EcoArt South Florida, Inc.(EcoArt SoFla) is a 501 C 3 nonprofit, launched in 2007 as the South Florida Environmental Art Project (SFEAP). The organization is dedicated to catalyzing the development of South Florida as a major center for ecological art (EcoArt) practice. By 2015 the goal is to have, in various stages of development, “EcoArt nodes” in each of South Florida’s five watersheds. “EcoArt nodes” are established, ongoing efforts at the local level to support and expand EcoArt in a particular locale. In 2011, EcoArt SoFla began to use a new GIS mapping tool developed by Dartmouth college students to help identify sites with the highest potential significance for establishment of EcoArt SoFla EcoArt Nodes. See the maps at EcoArt Dartmouth Study PDF
EcoArt SoFla works toward its goal through collaboration with local, grass roots community and advocacy groups, scientific research entities, arts organizations and environmental organizations to provide EcoArt community education programming and apprenticeships for Florida resident artists, support artists already engaged in EcoArt practice, and adjust public policy to assure the inclusion of EcoArt in municipal and county comprehensive plans, green ordinances and public art programming.
EcoArt SoFla’s governance structure consists of two main entities: a small Board of Directors, including the President (who currently serves as probono Executive Director), a Vice President/Secretary and a Vice President/Treasurer, several at-large members, and the chairs of the organization’s working committees on Structure and Staffing, Outreach and Education, Site Selection and Marketing and Fundraising. The EcoArt SoFla Advisory Committee is composed of individuals selected from among leaders in the environmental advocacy, government, environmental science/engineering, landscape architecture, cultural and grass roots communities from the main geographic areas of South Florida.
In Appreciation
We are very appreciative of the support in developing our pilot EcoArt community education and artist apprenticeship, EcoArt Treasure Coast (April 2009-January 2011). Thanks to the Arts Council of Martin County for its sponsorship and collaboration; to the Community Foundation of Palm Beach and Martin Counties, the Florida State Division of Cultural Affairs and many private donors for their financial assistance; and to EcoArtist Betsy Damon for her extensive expertise and creativity as the pilot’s artist-mentor. EcoArt Treasure Coast apprentices were : Jesse Etelson, Gail Kosowski, Jamie Powell, Mary Segal and Brenda Leigh.
EcoArt SoFla owes so much to Dr. Hildegard Kurt of the und. Institut für Kunst, Kultur und Zukunftsfähigkeit e.V. Dr. Kurt’s visit to South Florida, at our invitation, and her series of provocative lectures around the region, in March, 2007, stimulated the interest and enthusiasm for EcoArt among a wide range of stakeholders so necessary to the organization’s emergence.

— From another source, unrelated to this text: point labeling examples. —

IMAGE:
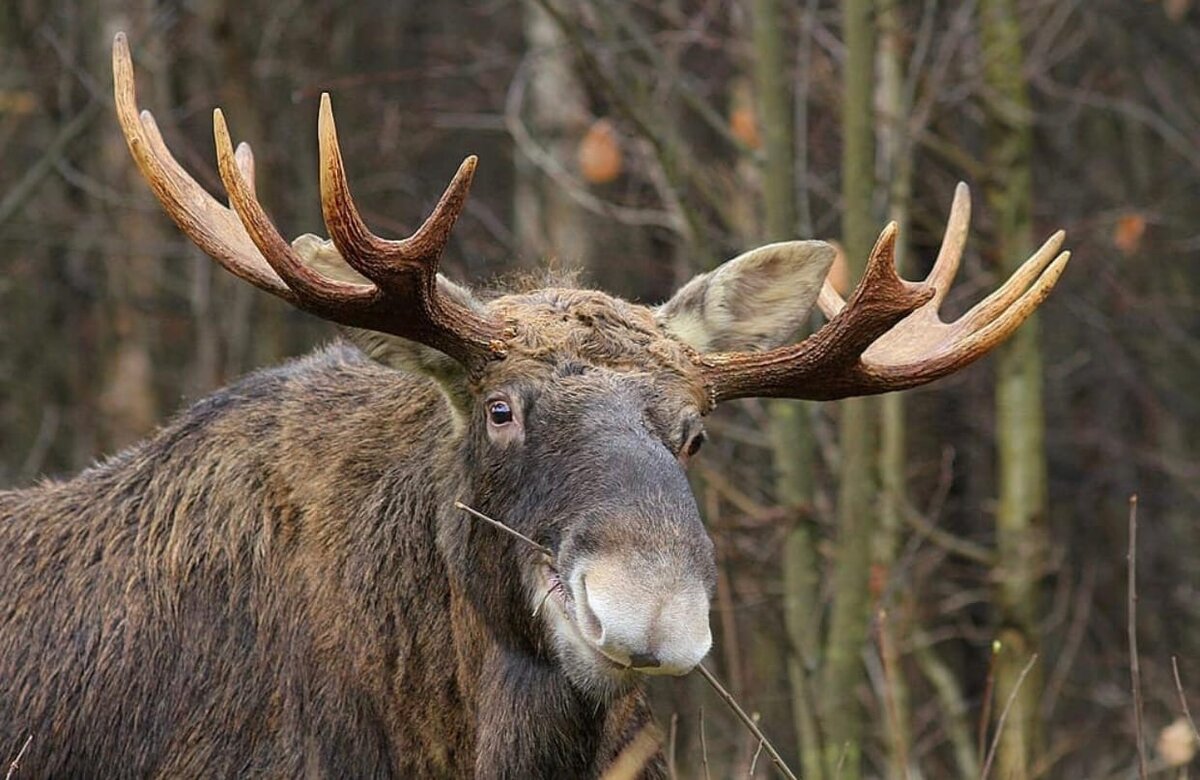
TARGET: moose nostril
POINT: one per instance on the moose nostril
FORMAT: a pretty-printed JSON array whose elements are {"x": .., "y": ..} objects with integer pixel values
[
  {"x": 588, "y": 619},
  {"x": 645, "y": 660}
]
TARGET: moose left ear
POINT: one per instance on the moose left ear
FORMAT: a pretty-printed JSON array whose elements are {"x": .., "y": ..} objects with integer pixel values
[{"x": 757, "y": 300}]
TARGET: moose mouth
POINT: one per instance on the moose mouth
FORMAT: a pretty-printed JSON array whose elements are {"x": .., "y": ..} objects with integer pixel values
[{"x": 557, "y": 591}]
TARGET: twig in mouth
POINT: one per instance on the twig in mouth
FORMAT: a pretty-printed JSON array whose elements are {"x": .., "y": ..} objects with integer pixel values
[
  {"x": 748, "y": 720},
  {"x": 16, "y": 762},
  {"x": 1134, "y": 664},
  {"x": 544, "y": 550},
  {"x": 541, "y": 604},
  {"x": 1003, "y": 717}
]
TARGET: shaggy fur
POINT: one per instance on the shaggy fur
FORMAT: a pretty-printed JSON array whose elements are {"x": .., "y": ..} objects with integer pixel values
[{"x": 277, "y": 585}]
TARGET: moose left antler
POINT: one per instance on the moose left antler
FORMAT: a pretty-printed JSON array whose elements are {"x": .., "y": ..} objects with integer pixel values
[{"x": 889, "y": 335}]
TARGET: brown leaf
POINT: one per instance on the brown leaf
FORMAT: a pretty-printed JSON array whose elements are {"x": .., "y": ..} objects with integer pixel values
[
  {"x": 1128, "y": 232},
  {"x": 599, "y": 154}
]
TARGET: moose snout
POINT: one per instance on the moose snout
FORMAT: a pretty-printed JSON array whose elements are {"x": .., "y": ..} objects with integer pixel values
[{"x": 647, "y": 618}]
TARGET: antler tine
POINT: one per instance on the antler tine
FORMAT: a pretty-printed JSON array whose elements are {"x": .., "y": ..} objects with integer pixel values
[
  {"x": 1000, "y": 300},
  {"x": 889, "y": 336},
  {"x": 402, "y": 298},
  {"x": 954, "y": 240},
  {"x": 406, "y": 269},
  {"x": 321, "y": 295},
  {"x": 381, "y": 259},
  {"x": 209, "y": 225}
]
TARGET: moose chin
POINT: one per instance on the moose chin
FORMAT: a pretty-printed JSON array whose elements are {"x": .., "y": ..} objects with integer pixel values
[{"x": 279, "y": 582}]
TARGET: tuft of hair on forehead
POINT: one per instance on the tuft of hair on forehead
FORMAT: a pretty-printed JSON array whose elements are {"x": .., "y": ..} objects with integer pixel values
[
  {"x": 527, "y": 281},
  {"x": 559, "y": 324}
]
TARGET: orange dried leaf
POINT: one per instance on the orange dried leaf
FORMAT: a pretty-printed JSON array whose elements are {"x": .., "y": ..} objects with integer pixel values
[
  {"x": 839, "y": 273},
  {"x": 599, "y": 155},
  {"x": 744, "y": 126},
  {"x": 1128, "y": 232}
]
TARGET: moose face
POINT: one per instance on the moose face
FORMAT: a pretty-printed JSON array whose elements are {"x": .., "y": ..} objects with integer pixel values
[
  {"x": 573, "y": 412},
  {"x": 580, "y": 438}
]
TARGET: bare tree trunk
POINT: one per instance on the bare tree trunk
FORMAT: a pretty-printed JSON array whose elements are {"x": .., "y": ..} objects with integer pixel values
[
  {"x": 1019, "y": 409},
  {"x": 844, "y": 673},
  {"x": 550, "y": 226},
  {"x": 791, "y": 435}
]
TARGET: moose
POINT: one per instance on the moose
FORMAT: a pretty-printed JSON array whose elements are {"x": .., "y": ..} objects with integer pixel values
[{"x": 279, "y": 583}]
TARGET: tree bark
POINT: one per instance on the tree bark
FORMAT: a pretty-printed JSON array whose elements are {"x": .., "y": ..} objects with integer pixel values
[
  {"x": 1019, "y": 408},
  {"x": 897, "y": 157},
  {"x": 844, "y": 675}
]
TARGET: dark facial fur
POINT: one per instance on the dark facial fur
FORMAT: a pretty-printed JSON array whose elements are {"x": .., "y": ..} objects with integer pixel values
[{"x": 277, "y": 583}]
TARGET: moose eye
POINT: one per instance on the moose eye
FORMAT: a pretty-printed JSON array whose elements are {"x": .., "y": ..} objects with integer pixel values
[{"x": 499, "y": 413}]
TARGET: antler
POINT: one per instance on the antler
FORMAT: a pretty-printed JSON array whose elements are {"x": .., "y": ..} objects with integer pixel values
[
  {"x": 401, "y": 297},
  {"x": 889, "y": 336}
]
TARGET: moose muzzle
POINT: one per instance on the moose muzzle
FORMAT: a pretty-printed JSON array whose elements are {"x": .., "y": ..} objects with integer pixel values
[{"x": 641, "y": 612}]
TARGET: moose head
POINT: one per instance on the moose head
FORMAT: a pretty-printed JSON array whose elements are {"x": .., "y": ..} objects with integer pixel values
[{"x": 568, "y": 414}]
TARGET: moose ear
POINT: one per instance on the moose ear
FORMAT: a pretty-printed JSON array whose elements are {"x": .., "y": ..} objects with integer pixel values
[
  {"x": 757, "y": 300},
  {"x": 390, "y": 351}
]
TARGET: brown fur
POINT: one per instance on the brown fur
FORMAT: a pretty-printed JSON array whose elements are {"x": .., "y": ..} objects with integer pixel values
[{"x": 276, "y": 582}]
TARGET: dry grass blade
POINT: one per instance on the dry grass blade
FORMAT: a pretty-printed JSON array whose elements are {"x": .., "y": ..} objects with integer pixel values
[
  {"x": 1183, "y": 699},
  {"x": 748, "y": 720},
  {"x": 16, "y": 762},
  {"x": 630, "y": 761},
  {"x": 1003, "y": 717},
  {"x": 544, "y": 550},
  {"x": 1134, "y": 664}
]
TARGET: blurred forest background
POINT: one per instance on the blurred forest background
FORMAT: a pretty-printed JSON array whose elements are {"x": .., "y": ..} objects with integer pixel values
[{"x": 928, "y": 585}]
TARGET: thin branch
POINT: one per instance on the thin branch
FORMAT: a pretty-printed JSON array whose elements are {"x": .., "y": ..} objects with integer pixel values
[
  {"x": 496, "y": 523},
  {"x": 1183, "y": 700},
  {"x": 672, "y": 772},
  {"x": 1003, "y": 717},
  {"x": 989, "y": 690},
  {"x": 891, "y": 676},
  {"x": 1134, "y": 665},
  {"x": 24, "y": 190},
  {"x": 748, "y": 720},
  {"x": 754, "y": 762},
  {"x": 16, "y": 762},
  {"x": 555, "y": 171}
]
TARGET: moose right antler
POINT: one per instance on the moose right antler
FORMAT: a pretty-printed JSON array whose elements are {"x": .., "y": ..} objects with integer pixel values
[
  {"x": 889, "y": 336},
  {"x": 402, "y": 295}
]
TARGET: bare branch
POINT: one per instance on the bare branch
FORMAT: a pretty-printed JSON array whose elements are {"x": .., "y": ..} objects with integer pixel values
[
  {"x": 1003, "y": 717},
  {"x": 544, "y": 550},
  {"x": 1183, "y": 700},
  {"x": 1134, "y": 664},
  {"x": 16, "y": 762},
  {"x": 748, "y": 720}
]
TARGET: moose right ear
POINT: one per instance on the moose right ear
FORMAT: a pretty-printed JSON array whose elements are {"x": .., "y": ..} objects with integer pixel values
[{"x": 390, "y": 351}]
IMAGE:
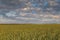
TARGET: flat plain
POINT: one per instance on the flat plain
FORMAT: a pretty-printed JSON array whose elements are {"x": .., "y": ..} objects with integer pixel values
[{"x": 30, "y": 32}]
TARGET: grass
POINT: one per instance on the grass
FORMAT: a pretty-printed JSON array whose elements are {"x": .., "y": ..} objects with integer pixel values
[{"x": 30, "y": 32}]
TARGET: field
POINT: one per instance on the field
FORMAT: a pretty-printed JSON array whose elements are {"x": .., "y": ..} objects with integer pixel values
[{"x": 30, "y": 32}]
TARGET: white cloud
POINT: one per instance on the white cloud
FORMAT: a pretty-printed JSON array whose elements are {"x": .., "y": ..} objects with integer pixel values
[{"x": 11, "y": 13}]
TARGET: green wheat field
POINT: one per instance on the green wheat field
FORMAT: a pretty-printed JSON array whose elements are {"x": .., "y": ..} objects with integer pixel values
[{"x": 30, "y": 32}]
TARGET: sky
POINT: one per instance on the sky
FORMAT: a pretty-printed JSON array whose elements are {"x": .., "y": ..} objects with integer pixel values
[{"x": 29, "y": 11}]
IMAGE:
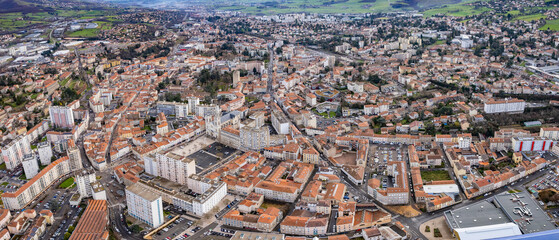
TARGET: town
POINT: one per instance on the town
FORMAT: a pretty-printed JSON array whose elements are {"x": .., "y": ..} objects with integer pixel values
[{"x": 139, "y": 123}]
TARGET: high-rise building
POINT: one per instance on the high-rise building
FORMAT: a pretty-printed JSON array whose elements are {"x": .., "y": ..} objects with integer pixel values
[
  {"x": 144, "y": 205},
  {"x": 174, "y": 167},
  {"x": 30, "y": 165},
  {"x": 83, "y": 181},
  {"x": 45, "y": 152},
  {"x": 236, "y": 78},
  {"x": 280, "y": 122},
  {"x": 254, "y": 138},
  {"x": 62, "y": 117},
  {"x": 12, "y": 154},
  {"x": 75, "y": 156}
]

We are most grateful to early supporters who underwrote the costs of Dr. Kurt’s visit: Florida Atlantic University’s Environmental Studies Graduate Certificate Program, Adelaide R. Snyder Professorship in Ethics and Dorothy F. Schmidt College of Arts and Letters; the Everglades Foundation; the John R. Marshall Foundation; and the Center for Creative Education. The founding of the organization was facilitated by lecture invitations to Dr. Kurt from: the Palm Beach County Cultural Council; the 6th annual South Florida Environmental Ethics Conference; Broward County Commissioner Kristin Jacobs and the Broward County Water Board; Keep Palm Beach County Beautiful, Inc. and Artists of Palm Beach County; the Reclamation Project/Miami; and the John R. Marshall Foundation.
EcoArt SoFla is also most grateful to our initial fiscal sponsor, greenmuseum.org, the most comprehensive source on the internet for art and artists engaged in environmental art practices including art in nature, earth/land art, art about nature and, of course, EcoArt.
Special thanks to EcoArtist Michael Singer, who has enthusiastically supported this endeavor from the beginning, and who was EASF’s very first contributor.
And, of course, the greatest gratitude goes to all the artists and other arts professionals whose determination and vision has created the EcoArt movement. Special thanks to Tricia Watts of ecoartspace for her generosity, and for believing that EcoArt could happen in South Florida. We particularly salute our colleagues on the EcoArt dialogue. Without your creativity, talent and knowledge, EcoArt SoFla could not have come into being.